I do not propose to discuss the question, but my silence might be taken to signify assent. I am quite unable to adopt the view my noble and learned Friend takes, that this is a matter entirely for the Attorney General. I think that on a question of a prosecution of this sort the Attorney General is the Law Officer of the Crown, who, no doubt, is the adviser of the Government of the day, but a question of this sort is one from which the Government cannot entirely detach itself, and say that the whole matter is for the determination absolutely of the Attorney General. That is a position which I cannot acquiesce in. Trial at Bar may have some advantages, but it appears to me to have, on the other hand, great disadvantages. We thought it right to call attention to one very great objection which there is to it—namely, that the most important matters of law arising may be determined by a majority of the Judges. Of course, the whole of the Judges might sit, but that would have other inconveniences. It would be very unfortunate if important questions of law should be finally and conclusively determined by a small tribunal possibly differing among themselves.


As the noble and learned Lord has referred to Her Majesty's Government, I am induced to say a word on this matter, which otherwise I should have considered strictly legal. I understand the noble and learned Lord to lay down the doctrine, certainly new to me, that wherever Parliament has intrusted special functions, prerogatives, or powers of assent and dissent to the Attorney General, the Cabinet as a whole is responsible for all that he decides. I must enter my earnest protest against any such doctrine as that. It is entirely new, and entirely alters the character of the guarantee that Parliament desires to obtain, and, so far as I know it, has never been in the contemplation of Parliament when any such powers have been given to the Attorney General. I earnestly hope that the independent action of the Attorney General will be preserved by this House.


I do not think it is a Parliamentary power at all.


It does not matter whether it is common law or a Parliamentary power; it is still the power of the Attorney General.

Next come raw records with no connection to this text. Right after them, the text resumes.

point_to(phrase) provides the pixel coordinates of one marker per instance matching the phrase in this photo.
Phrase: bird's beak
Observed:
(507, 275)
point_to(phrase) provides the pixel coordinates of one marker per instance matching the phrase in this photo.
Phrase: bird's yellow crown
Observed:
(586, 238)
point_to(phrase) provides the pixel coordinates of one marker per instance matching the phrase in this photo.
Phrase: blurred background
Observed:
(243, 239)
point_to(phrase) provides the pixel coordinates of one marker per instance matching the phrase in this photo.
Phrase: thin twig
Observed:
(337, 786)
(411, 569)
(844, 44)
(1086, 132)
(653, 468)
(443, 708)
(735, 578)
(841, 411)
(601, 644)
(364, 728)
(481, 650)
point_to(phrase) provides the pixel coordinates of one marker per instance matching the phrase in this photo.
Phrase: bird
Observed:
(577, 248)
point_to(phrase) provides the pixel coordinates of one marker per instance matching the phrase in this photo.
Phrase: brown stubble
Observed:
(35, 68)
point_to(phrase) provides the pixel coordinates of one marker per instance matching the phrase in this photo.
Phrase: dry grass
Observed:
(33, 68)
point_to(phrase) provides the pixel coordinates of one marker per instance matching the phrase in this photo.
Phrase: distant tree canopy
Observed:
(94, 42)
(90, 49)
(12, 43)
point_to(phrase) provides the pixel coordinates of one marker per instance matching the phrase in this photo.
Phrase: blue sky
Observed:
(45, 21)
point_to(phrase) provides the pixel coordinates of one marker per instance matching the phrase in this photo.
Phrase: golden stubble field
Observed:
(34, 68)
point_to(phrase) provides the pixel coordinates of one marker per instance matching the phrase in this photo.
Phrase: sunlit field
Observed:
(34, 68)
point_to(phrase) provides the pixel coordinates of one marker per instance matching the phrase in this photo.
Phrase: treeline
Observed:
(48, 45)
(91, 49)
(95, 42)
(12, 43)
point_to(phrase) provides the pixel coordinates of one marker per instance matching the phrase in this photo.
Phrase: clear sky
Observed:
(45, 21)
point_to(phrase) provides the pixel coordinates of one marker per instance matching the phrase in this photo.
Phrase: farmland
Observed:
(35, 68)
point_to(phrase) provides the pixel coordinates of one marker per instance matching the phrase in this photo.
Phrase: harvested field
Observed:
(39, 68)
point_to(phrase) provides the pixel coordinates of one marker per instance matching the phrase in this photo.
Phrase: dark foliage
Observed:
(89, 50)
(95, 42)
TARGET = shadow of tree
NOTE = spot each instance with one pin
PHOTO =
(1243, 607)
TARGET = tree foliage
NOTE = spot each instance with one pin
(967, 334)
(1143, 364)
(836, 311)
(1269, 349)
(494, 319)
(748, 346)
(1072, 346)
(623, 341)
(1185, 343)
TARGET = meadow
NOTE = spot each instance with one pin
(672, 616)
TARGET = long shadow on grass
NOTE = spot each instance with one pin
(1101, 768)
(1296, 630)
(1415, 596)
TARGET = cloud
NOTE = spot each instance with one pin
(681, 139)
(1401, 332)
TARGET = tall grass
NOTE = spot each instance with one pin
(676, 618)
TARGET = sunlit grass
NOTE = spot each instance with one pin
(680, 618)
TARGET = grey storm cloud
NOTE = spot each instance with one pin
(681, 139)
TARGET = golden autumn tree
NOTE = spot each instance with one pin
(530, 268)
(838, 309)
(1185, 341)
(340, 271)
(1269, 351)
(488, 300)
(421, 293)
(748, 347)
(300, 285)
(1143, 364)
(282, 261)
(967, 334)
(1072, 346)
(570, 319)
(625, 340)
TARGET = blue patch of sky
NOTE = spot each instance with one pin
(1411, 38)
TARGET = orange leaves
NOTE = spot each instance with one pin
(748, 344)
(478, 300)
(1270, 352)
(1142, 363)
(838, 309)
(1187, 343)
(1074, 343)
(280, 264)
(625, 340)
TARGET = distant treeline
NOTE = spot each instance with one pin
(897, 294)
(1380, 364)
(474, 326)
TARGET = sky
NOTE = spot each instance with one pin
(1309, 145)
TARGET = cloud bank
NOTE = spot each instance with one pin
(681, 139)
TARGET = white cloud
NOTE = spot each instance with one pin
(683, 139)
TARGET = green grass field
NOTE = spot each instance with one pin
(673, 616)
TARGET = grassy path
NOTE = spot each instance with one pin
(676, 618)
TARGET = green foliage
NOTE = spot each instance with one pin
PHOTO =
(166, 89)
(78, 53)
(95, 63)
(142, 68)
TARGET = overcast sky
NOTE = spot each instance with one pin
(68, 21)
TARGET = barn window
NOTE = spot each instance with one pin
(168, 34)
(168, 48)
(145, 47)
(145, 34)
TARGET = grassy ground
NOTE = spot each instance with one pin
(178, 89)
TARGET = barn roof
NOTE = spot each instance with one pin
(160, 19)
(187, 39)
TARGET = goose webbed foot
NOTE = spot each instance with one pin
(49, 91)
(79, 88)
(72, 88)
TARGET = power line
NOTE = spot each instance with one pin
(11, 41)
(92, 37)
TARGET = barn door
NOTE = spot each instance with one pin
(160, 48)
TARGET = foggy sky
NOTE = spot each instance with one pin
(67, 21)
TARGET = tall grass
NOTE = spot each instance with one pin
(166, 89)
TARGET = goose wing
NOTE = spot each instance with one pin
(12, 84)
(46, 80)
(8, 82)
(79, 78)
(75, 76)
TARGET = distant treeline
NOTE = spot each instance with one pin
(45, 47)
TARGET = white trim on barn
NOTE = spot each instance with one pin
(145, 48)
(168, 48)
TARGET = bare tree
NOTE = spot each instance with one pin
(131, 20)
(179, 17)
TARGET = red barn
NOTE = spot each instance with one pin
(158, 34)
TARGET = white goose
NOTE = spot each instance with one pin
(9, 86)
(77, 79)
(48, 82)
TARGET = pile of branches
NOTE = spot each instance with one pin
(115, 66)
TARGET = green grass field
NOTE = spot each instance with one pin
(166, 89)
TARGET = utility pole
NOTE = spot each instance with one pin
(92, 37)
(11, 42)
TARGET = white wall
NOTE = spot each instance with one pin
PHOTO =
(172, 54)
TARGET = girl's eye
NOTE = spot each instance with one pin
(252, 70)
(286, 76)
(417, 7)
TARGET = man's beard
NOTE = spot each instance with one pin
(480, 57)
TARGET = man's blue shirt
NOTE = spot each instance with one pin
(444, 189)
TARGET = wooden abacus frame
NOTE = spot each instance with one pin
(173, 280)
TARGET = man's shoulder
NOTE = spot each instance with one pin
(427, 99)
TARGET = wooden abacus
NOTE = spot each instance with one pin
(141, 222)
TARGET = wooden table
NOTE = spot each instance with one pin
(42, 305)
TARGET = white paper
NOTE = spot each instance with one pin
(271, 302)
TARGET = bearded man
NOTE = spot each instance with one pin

That is by no means the same thing. The argument of the noble Marquess was that a certain power had been lodged in the Attorney General, which certainly implied, I thought, that it had been intrusted to him by Statute. If the Government, in grave cases of this kind, have no power whatever to see that the best form of trial is secured, I think it is a very unfortunate state of the law.


I think I ought to say that in my experience it has occurred that the Government has wished the Attorney General to do one thing, which he has refused to do on account of the independence of his office.